The story in the Washington Post about preliminary talks between the Afghan Taliban and President Hamid Karzai is encouraging news in two respects. The first is that the talks are going on at all and reportedly involve Taliban representatives authorized to speak for the principal Taliban element, the Quetta Shura led by Mohammed Omar. The second is that, according to the Post's account, the Obama administration accepts and even welcomes this development as being the sort of political initiative that is as important as the military effort. The talks could represent the first cut at a ticket to get the United States out of Afghanistan, in a manner palatable enough not to be derided and perhaps derailed as cut-and-run.
Uncertainties still abound, and it is not quite time to start declaring victory. The preliminary discussions are still only talks about talks. Despite the prominence of the Quetta Shura, there are major questions about how much of the insurgency is really being represented. And any negotiated political order in Afghanistan that includes Taliban participation will face substantial resistance, or at least reluctance and distrust, among some other Afghan elements. But the state of this war is such that every avenue for altering its course must be explored. A political process that includes the Taliban is the most promising course among unpromising alternatives.
For the United States, the fundamental task right now in Afghanistan is not to try, perhaps vainly, to achieve a particular military or political outcome there. It instead is to find a way out of this counterinsurgency, which has become far more costly than anything it is achieving in the name of U.S. security, and which has become counterproductive in terms of the original stated purpose of protecting Americans from terrorism. The Obama administration needs to find a way to cut losses that is sufficiently palatable to be politically feasible.
The groundwork already exists for using negotiation with the Taliban as a basis for doing that.

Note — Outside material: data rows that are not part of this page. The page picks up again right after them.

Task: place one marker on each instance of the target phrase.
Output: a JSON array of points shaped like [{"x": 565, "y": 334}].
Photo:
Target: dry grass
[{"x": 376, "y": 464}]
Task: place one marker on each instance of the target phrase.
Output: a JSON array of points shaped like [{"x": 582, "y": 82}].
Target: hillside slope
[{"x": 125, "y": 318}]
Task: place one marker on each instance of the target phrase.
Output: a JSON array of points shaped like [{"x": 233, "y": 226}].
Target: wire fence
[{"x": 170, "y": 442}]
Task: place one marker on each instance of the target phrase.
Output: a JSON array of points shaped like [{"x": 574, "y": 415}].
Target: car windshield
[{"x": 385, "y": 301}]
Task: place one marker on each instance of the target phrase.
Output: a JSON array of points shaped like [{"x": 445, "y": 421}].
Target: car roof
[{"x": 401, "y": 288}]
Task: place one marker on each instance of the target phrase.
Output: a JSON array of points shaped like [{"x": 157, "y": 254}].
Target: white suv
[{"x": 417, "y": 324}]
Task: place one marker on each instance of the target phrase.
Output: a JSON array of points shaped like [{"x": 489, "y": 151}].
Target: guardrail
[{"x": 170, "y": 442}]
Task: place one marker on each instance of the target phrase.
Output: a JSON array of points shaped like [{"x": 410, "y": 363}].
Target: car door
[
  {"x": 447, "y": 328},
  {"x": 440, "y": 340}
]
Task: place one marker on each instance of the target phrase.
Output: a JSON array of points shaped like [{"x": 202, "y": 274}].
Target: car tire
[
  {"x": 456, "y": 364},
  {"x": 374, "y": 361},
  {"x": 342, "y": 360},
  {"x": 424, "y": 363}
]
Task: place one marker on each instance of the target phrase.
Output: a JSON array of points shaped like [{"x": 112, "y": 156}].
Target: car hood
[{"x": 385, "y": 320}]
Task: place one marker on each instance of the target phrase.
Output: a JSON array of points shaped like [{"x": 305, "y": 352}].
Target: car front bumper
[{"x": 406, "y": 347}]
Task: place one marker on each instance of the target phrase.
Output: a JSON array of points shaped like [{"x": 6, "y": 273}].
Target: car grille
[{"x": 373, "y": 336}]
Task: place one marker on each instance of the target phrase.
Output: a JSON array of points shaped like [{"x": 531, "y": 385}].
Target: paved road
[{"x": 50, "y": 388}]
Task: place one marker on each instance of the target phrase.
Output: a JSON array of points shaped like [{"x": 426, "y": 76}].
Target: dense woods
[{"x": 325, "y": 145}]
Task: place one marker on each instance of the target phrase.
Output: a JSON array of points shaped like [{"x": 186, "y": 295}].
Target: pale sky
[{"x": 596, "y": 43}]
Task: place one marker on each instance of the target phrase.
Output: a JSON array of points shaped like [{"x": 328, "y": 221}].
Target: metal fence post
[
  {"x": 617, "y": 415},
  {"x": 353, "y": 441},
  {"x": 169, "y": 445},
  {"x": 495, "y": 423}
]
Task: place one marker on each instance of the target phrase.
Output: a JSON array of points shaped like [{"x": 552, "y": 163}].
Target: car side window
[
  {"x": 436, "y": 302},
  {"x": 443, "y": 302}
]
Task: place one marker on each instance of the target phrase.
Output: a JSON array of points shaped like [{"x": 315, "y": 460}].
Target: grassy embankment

Bargaining with Taliban leaders over integrating the movement into government represents a difference more of degree than of kind from the integration of individuals and small groups of Taliban that has been part of the counterinsurgency strategy all along. Our leaders have already acknowledged that any solution to the Afghan problem must be political and not just military. Most important, a date for the start of a U.S. withdrawal already has been set. That withdrawal can be made faster and shorter rather than longer and slower without making a specific concession or abandoning a commitment.
Moreover, one of the major rationales for continuing the military campaign has been the need to soften up the Taliban and thereby change their leaders' thinking about their ability to meet their goals. The move to the conference table can legitimately be portrayed as evidence that softening has occurred. It can be depicted as part of a favorable and honorable conclusion of a U.S. military expedition that is now entering its tenth year.
The "Mission Accomplished" banner should be kept in storage. But we may be a step closer to saying that American and allied troops have bravely performed their mission and have performed it long enough, and that the rest is up to the Afghans.